The information about the occurrence of a species is obtained with the function read_coords_species defined in the script BenthosInterp.jl. The species are selected by using the AphiaID.

Data product

This directory contains the notebooks for the preparation and analysis of the data, as well as the generation of the figures.

Method

For a given species, two heatmaps are computed: one of the presence, the other for the absences. Then the probability (between 0 and 1) is computed using the following formula:

d = npre * dens_pre / (npre * dens_pre + nabs * dens_abs)

where

  • npre is the total number of absence data points;
  • nabs is the total number of absence data point;
  • dens_pre is the heatmap obtained with the presence data only;
  • dens_abs is the heatmap obtained with the absence data only.

If we have only presence data, the 2nd term of the denominator is zero and the probability reduces to the presence heatmap. The absence data decrease the ratio and hence the probability.

Jupyter notebooks

  1. prepare the domain and the bathymetry,
  2. read the coordinates of presence and absence for each species,
  3. compute the probability map and the associated error field and
  4. write the results in a netCDF file (one per species and one global for all the species), in the directory product/netCDF
  • plot_results_map.ipynb: notebook in Python to create the figures using the ETRS89 Lambert Azimuthal Equal Area coordinate reference system of 2001 (EPGS 3035).
    The figures are stored in product/figures and consist of
  1. The interpolated probability map
  2. The relative error field
  3. The interpolated probability masked by the error field: for some species the computed probability displays high and non-realistic values, due to the ratio of very small (but different) values in regions without observations.

Gridded field Error field

Installation

You need Julia 1.5 (or later) available from https://julialang.org/downloads/. The following Julia packages required to run this code can be installed with:

using Pkg
Pkg.add("DIVAnd")
Pkg.add("DelimitedFiles")
Pkg.add("Dates")
Pkg.add("NCDatasets")
Pkg.add("GridInterpolations")
Pkg.add("Interpolations")
Pkg.add("Missings")

if plots are to be created with Julia, those packages are also required:

Pkg.add("PyCall")
Pkg.add("PyPlot")
Pkg.add("Proj4")

Products

Two types of analysis are performed:

  1. Using a uniform correlation length all over the domain (0.1°) (directory 1-UniformL)
  2. Using a spatially variable correlation length (see figure below), derives from the substrates (directory 2-VariableL).

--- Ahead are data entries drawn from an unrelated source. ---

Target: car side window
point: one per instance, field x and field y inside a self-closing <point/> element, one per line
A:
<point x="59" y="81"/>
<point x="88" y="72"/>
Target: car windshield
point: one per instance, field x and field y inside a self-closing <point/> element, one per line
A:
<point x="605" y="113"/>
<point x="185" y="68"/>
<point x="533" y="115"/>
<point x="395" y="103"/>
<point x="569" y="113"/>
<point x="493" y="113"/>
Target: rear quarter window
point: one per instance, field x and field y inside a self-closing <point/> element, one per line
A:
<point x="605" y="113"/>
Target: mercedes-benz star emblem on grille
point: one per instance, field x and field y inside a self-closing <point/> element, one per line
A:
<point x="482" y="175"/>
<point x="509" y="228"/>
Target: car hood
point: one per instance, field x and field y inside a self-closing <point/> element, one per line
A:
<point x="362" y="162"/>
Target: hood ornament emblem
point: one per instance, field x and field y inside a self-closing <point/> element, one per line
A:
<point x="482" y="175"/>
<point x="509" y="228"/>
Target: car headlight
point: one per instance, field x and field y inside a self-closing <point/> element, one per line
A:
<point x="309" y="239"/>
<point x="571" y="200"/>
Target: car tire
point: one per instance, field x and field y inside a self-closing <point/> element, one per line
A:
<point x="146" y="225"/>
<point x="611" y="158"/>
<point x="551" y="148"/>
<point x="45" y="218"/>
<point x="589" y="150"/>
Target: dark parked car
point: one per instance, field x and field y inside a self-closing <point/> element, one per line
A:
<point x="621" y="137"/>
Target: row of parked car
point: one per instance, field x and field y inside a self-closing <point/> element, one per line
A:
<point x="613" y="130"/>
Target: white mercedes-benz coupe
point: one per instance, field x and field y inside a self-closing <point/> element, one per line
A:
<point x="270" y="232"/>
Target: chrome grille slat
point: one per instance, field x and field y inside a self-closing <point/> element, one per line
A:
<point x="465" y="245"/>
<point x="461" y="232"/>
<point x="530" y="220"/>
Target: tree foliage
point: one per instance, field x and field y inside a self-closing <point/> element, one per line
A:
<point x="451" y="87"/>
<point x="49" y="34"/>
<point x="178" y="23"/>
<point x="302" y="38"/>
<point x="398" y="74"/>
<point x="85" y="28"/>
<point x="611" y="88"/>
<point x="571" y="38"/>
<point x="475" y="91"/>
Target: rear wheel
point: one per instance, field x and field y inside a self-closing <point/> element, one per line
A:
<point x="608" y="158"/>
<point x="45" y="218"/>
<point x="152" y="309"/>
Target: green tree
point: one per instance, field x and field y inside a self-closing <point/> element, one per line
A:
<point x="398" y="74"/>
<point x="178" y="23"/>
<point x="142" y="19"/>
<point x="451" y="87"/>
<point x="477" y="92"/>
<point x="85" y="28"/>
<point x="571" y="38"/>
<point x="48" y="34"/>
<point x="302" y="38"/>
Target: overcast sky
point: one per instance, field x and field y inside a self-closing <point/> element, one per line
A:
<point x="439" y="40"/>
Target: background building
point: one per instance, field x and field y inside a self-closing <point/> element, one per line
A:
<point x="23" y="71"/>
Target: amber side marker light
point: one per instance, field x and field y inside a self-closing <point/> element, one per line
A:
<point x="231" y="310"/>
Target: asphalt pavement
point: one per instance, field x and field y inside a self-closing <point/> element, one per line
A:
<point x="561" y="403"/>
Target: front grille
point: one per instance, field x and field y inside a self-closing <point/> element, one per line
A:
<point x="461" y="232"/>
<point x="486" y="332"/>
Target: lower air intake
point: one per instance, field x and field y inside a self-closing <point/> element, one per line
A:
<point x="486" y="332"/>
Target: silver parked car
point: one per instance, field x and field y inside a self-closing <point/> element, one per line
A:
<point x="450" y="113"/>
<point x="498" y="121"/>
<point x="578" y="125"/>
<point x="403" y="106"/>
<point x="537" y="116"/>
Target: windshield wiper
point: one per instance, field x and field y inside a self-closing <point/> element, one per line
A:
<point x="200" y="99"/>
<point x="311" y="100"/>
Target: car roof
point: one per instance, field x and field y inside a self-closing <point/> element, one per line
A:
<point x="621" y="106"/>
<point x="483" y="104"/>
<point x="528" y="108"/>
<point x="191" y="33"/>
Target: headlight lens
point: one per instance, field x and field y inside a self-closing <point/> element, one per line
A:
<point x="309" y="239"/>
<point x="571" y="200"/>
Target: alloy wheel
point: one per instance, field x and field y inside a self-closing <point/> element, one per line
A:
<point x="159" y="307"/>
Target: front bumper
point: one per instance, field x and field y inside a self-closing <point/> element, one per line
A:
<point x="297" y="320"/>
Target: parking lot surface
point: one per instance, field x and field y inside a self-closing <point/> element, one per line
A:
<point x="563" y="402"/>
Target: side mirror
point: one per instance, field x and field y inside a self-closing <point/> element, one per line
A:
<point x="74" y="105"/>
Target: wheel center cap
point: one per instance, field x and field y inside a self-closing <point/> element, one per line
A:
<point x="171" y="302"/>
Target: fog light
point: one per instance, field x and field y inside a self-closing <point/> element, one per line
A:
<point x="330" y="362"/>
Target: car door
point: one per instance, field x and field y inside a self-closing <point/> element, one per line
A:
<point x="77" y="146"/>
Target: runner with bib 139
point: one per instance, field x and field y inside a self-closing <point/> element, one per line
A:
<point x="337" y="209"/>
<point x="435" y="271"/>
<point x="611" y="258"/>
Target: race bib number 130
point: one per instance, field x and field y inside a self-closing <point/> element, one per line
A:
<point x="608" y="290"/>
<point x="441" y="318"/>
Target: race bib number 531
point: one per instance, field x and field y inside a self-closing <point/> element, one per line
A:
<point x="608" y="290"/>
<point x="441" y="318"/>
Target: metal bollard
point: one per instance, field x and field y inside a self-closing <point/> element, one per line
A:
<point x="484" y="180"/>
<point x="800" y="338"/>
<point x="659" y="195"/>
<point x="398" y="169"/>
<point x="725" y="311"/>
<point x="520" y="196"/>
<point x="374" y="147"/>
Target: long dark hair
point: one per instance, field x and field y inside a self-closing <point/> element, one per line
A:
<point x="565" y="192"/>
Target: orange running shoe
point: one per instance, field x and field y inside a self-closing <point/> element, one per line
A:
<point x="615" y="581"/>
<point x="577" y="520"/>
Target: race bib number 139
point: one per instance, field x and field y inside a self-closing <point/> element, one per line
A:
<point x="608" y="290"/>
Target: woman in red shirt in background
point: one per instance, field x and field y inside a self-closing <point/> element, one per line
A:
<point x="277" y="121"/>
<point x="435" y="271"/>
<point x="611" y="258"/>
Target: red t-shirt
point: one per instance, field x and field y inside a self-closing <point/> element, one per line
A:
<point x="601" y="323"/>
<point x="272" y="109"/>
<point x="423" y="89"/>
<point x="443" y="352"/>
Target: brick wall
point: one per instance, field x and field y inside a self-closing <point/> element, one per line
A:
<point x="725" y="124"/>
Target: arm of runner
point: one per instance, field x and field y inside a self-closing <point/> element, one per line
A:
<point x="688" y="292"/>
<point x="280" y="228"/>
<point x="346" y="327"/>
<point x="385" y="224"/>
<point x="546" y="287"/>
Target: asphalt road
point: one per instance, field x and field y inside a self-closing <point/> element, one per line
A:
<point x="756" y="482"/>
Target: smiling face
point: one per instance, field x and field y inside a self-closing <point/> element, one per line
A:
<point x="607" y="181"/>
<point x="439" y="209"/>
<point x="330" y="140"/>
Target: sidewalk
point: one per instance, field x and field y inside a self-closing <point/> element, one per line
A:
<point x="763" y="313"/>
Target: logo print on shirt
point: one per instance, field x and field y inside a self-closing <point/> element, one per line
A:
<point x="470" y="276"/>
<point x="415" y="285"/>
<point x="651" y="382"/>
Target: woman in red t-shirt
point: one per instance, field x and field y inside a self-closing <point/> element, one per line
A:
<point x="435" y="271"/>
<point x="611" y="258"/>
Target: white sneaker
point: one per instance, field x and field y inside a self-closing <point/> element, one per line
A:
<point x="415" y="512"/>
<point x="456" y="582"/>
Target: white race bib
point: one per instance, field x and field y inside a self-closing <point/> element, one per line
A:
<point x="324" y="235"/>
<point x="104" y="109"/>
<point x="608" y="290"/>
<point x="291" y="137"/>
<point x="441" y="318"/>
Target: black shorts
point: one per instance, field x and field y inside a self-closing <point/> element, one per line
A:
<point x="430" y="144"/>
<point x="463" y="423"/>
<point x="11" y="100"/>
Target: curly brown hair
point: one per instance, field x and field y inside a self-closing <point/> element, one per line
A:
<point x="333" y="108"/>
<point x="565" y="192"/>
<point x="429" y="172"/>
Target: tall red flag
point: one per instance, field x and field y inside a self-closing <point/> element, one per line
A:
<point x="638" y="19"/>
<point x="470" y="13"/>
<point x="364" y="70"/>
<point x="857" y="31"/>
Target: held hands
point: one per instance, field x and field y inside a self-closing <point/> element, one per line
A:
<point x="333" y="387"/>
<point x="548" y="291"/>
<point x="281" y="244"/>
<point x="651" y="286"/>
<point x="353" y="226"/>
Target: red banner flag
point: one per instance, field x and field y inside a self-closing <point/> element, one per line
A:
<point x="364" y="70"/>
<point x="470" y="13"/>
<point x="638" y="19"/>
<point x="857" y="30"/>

For both analysis, 2 types of products are created (described in the next section):

  1. Figures (jpg format).
  2. NetCDF files.

variableL

More information

References

Barth, A., Beckers, J.-M., Troupin, C., Alvera-Azcárate, A., and Vandenbulcke, L.(2014): divand-1.0: n-dimensional variational data analysis for ocean observations, Geosci. Model Dev., 7, 225–241, https://doi.org/10.5194/gmd-7-225-2014.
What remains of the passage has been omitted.